Граф Фёдор Толстой в плавании неожиданно сдружился с Кабри.  Француз, праздно  шатающийся по  палубе и граф, также изнывающий от безделья, сошлись коротко, бражничали и порой засиживались без ограничений и часами говорили по-французски, вспоминали милую Родину Кабри – Францию.  Нашлись общие темы для разговора и граф увлечённо взялся учить француза русскому языку, по обыкновению подшучивая и посмеиваясь над наивным страдальцем, отправляя его то к коку на камбуз за «затрещиной», то к помощнику капитана «дать квасу пенного, чтобы морда была ох..нная». Француз, не владея тонкостями «скверного», как он говорил, делано морщась, языка, поначалу безоговорочно веря графу, шёл не задумываясь и коверкая слова, передавал просьбу. В ответ, получив, под хохот присутствующих, затрещину от кока, пучил глаза от обиды и даже плакал, но скоро понял суть игры и, наблюдая, как это веселит команду, сам стал участником забавы, с удовольствием выговаривая сложные, редкостные, а часто матерные слова, сам хохотал вместе с моряками.
По прибытию на Камчатку, когда казалось, начинается то основное дело, ради которого и была направлена посольская миссия, Резанов в резкой форме объявил графу Толстому, что выводит его из состава миссии и отстраняет от поездки в Японию за его непозволительные на службе шалости.

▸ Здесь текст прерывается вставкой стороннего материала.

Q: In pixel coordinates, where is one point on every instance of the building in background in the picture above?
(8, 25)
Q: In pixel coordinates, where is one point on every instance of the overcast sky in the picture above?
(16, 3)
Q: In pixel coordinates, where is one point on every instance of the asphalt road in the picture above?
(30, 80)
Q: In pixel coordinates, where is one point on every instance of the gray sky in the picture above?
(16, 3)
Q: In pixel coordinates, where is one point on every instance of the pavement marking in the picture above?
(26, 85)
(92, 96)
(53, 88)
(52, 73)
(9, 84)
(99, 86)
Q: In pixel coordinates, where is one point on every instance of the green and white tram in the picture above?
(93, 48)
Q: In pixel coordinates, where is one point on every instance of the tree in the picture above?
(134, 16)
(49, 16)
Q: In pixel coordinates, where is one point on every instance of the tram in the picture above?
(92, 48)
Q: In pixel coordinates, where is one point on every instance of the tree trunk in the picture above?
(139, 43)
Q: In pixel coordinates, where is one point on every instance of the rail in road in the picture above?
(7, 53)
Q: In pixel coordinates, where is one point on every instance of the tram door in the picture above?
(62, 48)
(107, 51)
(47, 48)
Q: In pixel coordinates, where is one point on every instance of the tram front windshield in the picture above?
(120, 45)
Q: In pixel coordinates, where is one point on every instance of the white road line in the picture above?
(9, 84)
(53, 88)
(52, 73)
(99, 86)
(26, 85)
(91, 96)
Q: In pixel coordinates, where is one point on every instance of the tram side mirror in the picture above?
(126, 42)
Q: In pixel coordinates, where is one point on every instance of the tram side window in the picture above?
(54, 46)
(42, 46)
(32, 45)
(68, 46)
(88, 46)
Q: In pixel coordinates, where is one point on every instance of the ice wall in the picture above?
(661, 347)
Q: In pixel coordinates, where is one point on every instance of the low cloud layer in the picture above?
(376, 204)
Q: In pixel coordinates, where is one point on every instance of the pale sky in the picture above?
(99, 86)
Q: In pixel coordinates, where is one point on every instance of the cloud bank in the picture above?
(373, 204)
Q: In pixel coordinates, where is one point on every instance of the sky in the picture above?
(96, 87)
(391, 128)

– Вы, граф, недопустимо вели себя в плавании! Ваши шутки, поведение за пределом добропорядочности! Вы рассорили меня с капитаном и командой! Я Вас отстраняю от посольства, о чём доложил уже Императору в своём докладе! – гневно выговаривал Фёдору Ивановичу Резанов, досадливо притоптывая ногой пол в каюте, куда пригласил графа для разговора.
– Позвольте, камергер! Я не ангел конечно и за это плачу тем, что вынужден терпеть Ваше общество столь долго, но обвинять меня в том, что занимался интригами, ссорил Вас с Крузенштерном и командой, не достойно! Это ложь! Не Вы ли интриговали в Бразилии и меня этим увлечь пытались!? – возмутился граф Толстой, но помня, что Крузенштерном наложен жёсткий запрет на дуэли, только сжимал губы, сверкал своими темными глазами, а закончив разговор, с досадой ударив ладонью в косяк двери, вышел вон.
После исключения из посольства граф Толстой в сопровождении  Кабри по прибытии в Петропавловск, переселился на берег и занял комнатку в домишке рядом с трактиром. Комнату оплатили из полученных за пребывание в посольстве денег и сразу загуляли, отъедаясь камчатской рыбой – чавычей, кижучем, селедкой. Хлеба недоставало, но в изобилии была  красная солёная икра и мочёная в берестяных туесах брусника.
В один из дней, когда утреннее невесёлое похмелье сменилось весёленьким опьянением, в комнату к опальному графу заглянул Фёдор Шемелин. Приказчик компании был совершенно раздосадован после встречи офицеров с Резановым, когда камергер прилюдно обидел, оскорбив его. Шемелин поведал о встрече камергера с офицерами и о примирении Крузенштерна и офицеров команды «Надежды» с посланником императора.
– А вот Головачёва камергер выставил как предателя! Чуть ли не заявил, что Пётр был с ним заодно! Это ли не подлость?! – закончил свой рассказ Шемелин, в сердцах выпив полстакана водки и сморщившись, заел спиртное ложкой икры.
– Вот, каналья! – в сердцах выкрикнул граф, вспомнив обидные слова камергера в его адрес и решение отчислить его из посольской миссии.
– Я его проучу, этого прохвоста, выскочку! – продолжил граф Толстой и, нацепив на портупею шпагу, вышел вон и решительно направился к дому камергера. Кабри и Шемелин направились следом, понимая, что Фёдор Иванович не в себе и может натворить беды.
Граф Толстой вошёл в дом без стука, резко отворив  дверь. Камергер, сидевший за столом и занятый составлением очередного письма в Петербург, вскинул голову, а увидев графа, вскочил со стула и вышел ему навстречу.
– Вы, камергер, подлец! Я Вас презираю за ваши подлости! Извольте  принять вызов! Я хочу драться с Вами! Выбор оружия за Вами, – извольте выбрать шпагу или пистолеты?! – вытаращив свои круглые чёрные глаза, кричал граф Толстой, готовый кинуться на Резанова.